— Да. Вы, например, когда кончилась наша счастливая любовь, полагали, что теперь-то начнется моя — несчастная… Неверно. Мою способность к безнадежной любви я в юности всю истратил… вы догадывались об этой истории. Вы же говорили когда-то: какая бессмыслица любить человека, у которого была несчастная любовь… и объясняли очень резонно: несчастная — значит, настоящая. И это много лет, — говорили вы мне, — что от тебя осталось?.. Да, все, что было потом, могло быть только видимостью неудавшейся любви. Видимость возникала, потому что я умею сокращать эротические требования в их объеме, незаметно сохраняя за ними интенсивность. Вас же я любил всегда — при условии взаимности. Под конец это могла быть странная взаимность — например, основанная на вашей душевной праздности. Когда в последнее время вы повторяли мне, что глубоко ко мне равнодушны, — я не верил. Это непостижимо, но я не верил. Я думал, это надрыв. Потом… Помните разговор на даче? Вы тогда говорили: твое чувство как бумеранг — оно всегда возвращается к тебе. И еще в какой-то n-ый раз сказали, что вы ко мне равнодушны. И это как-то так подошло… все давящее и темное стало вдруг до облегчения ясным. И сразу, посреди разговора, в первый раз я поверил. Я перестал ждать.
— Не понимаю. Ждать — чего?
— Счастья ждать, отдыха ждать. Ждать тебя.

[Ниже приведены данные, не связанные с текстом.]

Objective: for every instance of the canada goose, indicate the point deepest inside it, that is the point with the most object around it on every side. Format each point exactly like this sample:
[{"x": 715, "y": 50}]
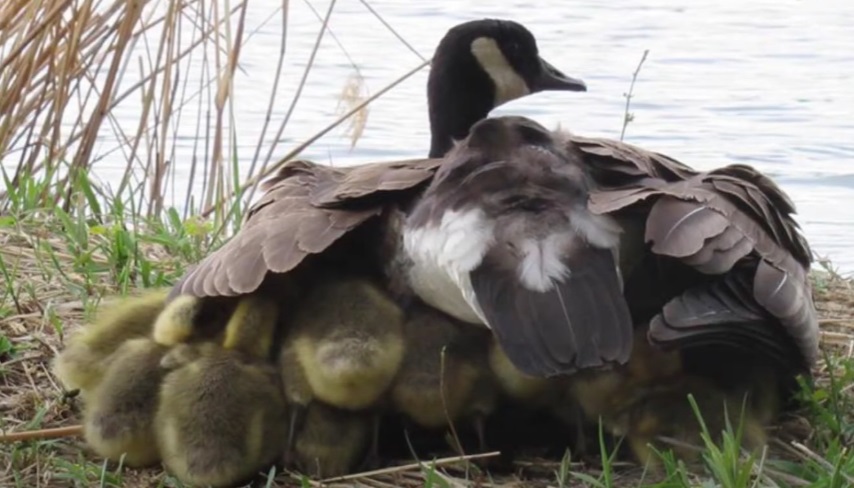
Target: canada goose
[
  {"x": 502, "y": 236},
  {"x": 344, "y": 346},
  {"x": 330, "y": 441},
  {"x": 222, "y": 415},
  {"x": 86, "y": 357},
  {"x": 722, "y": 264},
  {"x": 444, "y": 375},
  {"x": 119, "y": 413}
]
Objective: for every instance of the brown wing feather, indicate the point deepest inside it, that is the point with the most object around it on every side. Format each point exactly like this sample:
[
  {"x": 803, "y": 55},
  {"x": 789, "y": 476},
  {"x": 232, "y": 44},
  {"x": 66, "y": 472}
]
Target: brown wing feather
[
  {"x": 714, "y": 222},
  {"x": 289, "y": 222}
]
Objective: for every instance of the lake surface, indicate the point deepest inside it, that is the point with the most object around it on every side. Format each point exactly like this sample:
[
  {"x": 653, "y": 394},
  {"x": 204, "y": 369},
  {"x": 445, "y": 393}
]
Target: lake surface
[{"x": 767, "y": 83}]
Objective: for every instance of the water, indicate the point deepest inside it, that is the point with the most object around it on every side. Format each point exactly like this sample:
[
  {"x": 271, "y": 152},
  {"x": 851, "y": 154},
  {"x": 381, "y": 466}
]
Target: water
[{"x": 767, "y": 83}]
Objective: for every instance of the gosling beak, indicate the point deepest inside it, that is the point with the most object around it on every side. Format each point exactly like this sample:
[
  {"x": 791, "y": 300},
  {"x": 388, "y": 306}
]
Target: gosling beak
[{"x": 551, "y": 78}]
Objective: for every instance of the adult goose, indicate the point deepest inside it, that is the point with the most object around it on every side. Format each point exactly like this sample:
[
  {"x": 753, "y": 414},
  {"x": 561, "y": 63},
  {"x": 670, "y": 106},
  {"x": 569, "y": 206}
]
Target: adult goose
[{"x": 710, "y": 260}]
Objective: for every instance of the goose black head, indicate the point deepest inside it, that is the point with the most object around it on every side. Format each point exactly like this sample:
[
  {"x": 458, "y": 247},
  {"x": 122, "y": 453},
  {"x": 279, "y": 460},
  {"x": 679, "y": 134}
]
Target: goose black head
[{"x": 480, "y": 65}]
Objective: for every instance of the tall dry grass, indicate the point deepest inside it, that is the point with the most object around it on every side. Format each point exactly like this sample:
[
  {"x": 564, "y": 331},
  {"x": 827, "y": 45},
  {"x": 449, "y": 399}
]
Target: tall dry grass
[{"x": 65, "y": 69}]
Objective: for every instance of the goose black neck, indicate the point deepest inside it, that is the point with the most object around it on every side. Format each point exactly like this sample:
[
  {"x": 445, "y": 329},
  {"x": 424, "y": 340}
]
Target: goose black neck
[{"x": 459, "y": 94}]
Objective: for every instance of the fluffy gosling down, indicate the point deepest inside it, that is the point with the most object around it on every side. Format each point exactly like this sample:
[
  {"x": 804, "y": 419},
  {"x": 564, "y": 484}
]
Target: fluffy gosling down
[
  {"x": 86, "y": 357},
  {"x": 119, "y": 414},
  {"x": 331, "y": 441},
  {"x": 444, "y": 376},
  {"x": 344, "y": 347},
  {"x": 647, "y": 401},
  {"x": 222, "y": 414}
]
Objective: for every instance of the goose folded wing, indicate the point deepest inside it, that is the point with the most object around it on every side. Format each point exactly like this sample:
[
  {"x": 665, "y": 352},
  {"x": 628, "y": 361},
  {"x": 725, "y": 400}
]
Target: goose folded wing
[
  {"x": 720, "y": 224},
  {"x": 581, "y": 322},
  {"x": 289, "y": 222}
]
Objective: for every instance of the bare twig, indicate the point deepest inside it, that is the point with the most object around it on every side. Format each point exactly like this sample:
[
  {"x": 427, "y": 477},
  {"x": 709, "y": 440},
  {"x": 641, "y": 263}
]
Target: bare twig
[{"x": 628, "y": 116}]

Общеизвестно, что влюбленные — подобно детям, дикарям и поэтам — занимаются словотворчеством. Разговор их — диалект со своим кругом узуальных значений, не только потому, что у них существуют отдельные, им одним понятные интересы, воспоминания, привычки, но главным образом потому, что любовь заведомо превращает в ценность слово любимого человека. И чем больше в этом слове от случайного, от иноязычного, от грамматического ляпсуса — тем вероятнее, что любовь поймет его как неповторимо-подробное, единственно точное выражение неповторимых соотношений. И закрепит в своем диалекте.
Но вот как они разговаривали за обедом, когда Игрек на этот раз вернулся из отлучки:
— А я не в силах есть консервы после этой дороги, когда мы опоздали. Мне опротивело; я ела судака всю дорогу. У нас не было вагона-ресторана, и вообще мы всю дорогу голодали.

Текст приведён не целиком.